Seeing the drain that this spider was having on his web server, the owner of the website, Martjin Koster, who is also attributed as having created the Web's first search engine ALIWeb, quickly created a protocol. This protocol was essentially a list of rules that an inbound spider would be asked to obey in order to index a website properly. This was the unlikely chain of events which led to the birth of a de-facto Web standard that has persisted ever since: robots.txt.
Interestingly, just as Charlie decided to learn Perl by working on a Web spider, Mojeek founder Marc Smith started developing the search engine Mojeek as a way of learning C.
How does robots.txt work? An analogy might help
Imagine you are in a library of books that have not as-of-yet been properly indexed. There is a great deal of information stored here, but no-one has put in the work to look through it and make records, like the old paper card indexes that libraries used to hold. Such indexes improve the ability of avid readers and researchers to find what it is that they are looking for, whilst also preventing the library from being cluttered up with people desperately looking for the information they need in an undirected manner.
When it comes to the process of doing the work of finding out what is contained within these books, we could just send out a large quantity of librarians to check each and every one and take notes on them, but without any kind of standardisation we are left to the individual whims of each of these workers when it comes to what kind of information ends up chronicled and stored at the front desk.
But there is another way. What if each of these books had an instruction page which marked those pages/chapters not worth visiting or reading? This kind of a standard speeds up the process of indexing information, whilst allowing authors in the analogy, and web developers in the real world, to tell good actors which parts of their creations should be avoided. On top of this, the file prevents websites from being overloaded by large quantities of requests from good actors, we are repeating good actors here because pages blocked by robots.txt are still indexable; it is a choice to follow this standard, and it's one that Mojeek has always made.
You can try this out now, picking whichever website comes to mind and add after the main URL: /robots.txt, like https://www.linkedin.com/robots.txt. What you will likely find is a long list of identified user-agents which are the names of spiders who are going around and indexing the Web, with a list of what they should and should not crawl from the site (allow, disallow). It's important to underline here that robots.txt is a trust system. It's a way that good actors explore and index the Web; the rules in these documents are not binding, but you're not playing fair if you decide to go against them.
Standards of Practice
The robots.txt standard has persisted for ages, and in true early Web fashion, the original specifics were fleshed out prior to being published via consensus through a mailing list. Martjin Koster still hosts the original robotstxt.org website, which has on its homepage:
It is not an official standard backed by a standards body, or owned by any commercial organisation. It is not enforced by anybody, and there no guarantee that all current and future robots will use it. Consider it a common facility the majority of robot authors offer the WWW community to protect WWW server against unwanted accesses by their robots.

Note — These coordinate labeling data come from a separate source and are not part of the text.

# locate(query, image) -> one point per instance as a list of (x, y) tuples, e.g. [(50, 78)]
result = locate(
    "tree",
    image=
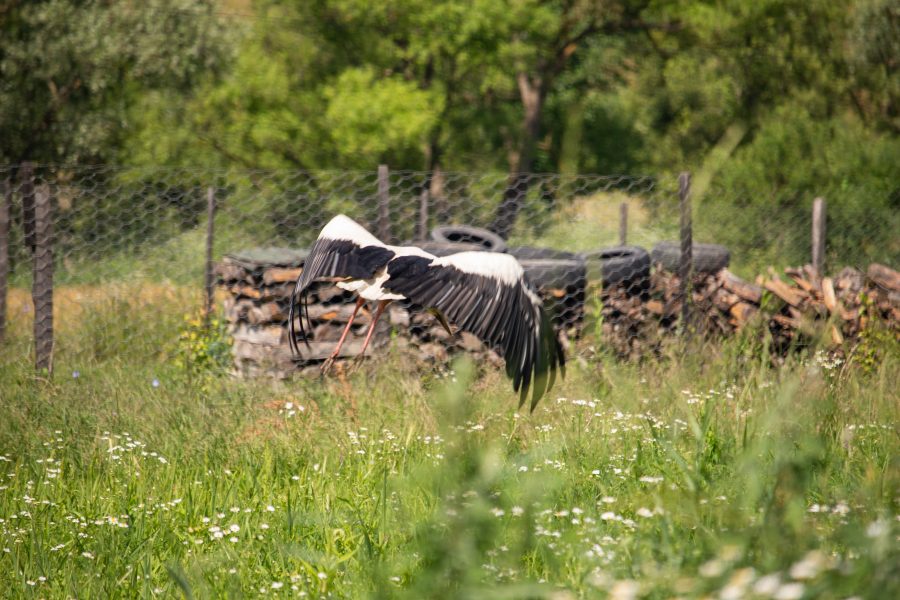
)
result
[(69, 102)]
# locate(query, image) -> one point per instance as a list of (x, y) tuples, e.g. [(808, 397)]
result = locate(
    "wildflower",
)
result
[(877, 528), (809, 566), (626, 589), (711, 568), (789, 591), (767, 585)]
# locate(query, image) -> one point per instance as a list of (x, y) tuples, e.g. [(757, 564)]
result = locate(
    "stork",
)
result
[(483, 293)]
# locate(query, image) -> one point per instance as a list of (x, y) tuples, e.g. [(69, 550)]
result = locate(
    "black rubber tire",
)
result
[(622, 265), (707, 258), (445, 248), (531, 253), (466, 234)]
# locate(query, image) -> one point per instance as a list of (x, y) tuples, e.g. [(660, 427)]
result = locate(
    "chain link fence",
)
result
[(117, 248)]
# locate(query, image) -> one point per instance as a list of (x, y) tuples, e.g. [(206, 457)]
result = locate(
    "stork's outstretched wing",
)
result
[(344, 249), (486, 294)]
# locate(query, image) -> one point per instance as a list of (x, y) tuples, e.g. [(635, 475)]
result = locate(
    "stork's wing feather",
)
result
[(333, 258), (487, 295)]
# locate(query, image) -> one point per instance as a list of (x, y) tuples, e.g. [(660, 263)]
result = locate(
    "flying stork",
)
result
[(484, 293)]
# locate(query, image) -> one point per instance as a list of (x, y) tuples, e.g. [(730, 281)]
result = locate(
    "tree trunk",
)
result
[(532, 93)]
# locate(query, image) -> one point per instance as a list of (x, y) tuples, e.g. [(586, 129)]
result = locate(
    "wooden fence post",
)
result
[(423, 215), (384, 205), (818, 235), (687, 244), (209, 281), (42, 286), (5, 204)]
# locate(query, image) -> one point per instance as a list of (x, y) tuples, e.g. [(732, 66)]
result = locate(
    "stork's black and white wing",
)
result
[(343, 250), (486, 294)]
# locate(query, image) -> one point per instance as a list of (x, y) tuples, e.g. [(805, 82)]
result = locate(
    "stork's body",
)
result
[(483, 293)]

This is the kind of open source, decentralised, and utopian thinking that permeated the Web of the past. There was no standard for this process and so people came together and created it, by consensus and for free.
More recently the protocol has been formalised properly, with Google and the Internet Engineering Task Force coming together on July 1, 2019 to draft an updated standard which is now in its second version and was worked on by, amongst other individuals, Martjin Koster.
Mojeek now uses this updated protocol and the improvements should give better search results to people using Mojeek for pages already within our index, as well as helping us to find new pages which were not previously factored into the process of scouting out information on the Web. For web developers the inclusion of more tools as well as a process of standardisation will result in less time spent on defining crawl specifications in the headers of their websites, and more time spent on designing a beautiful experience for their visitors.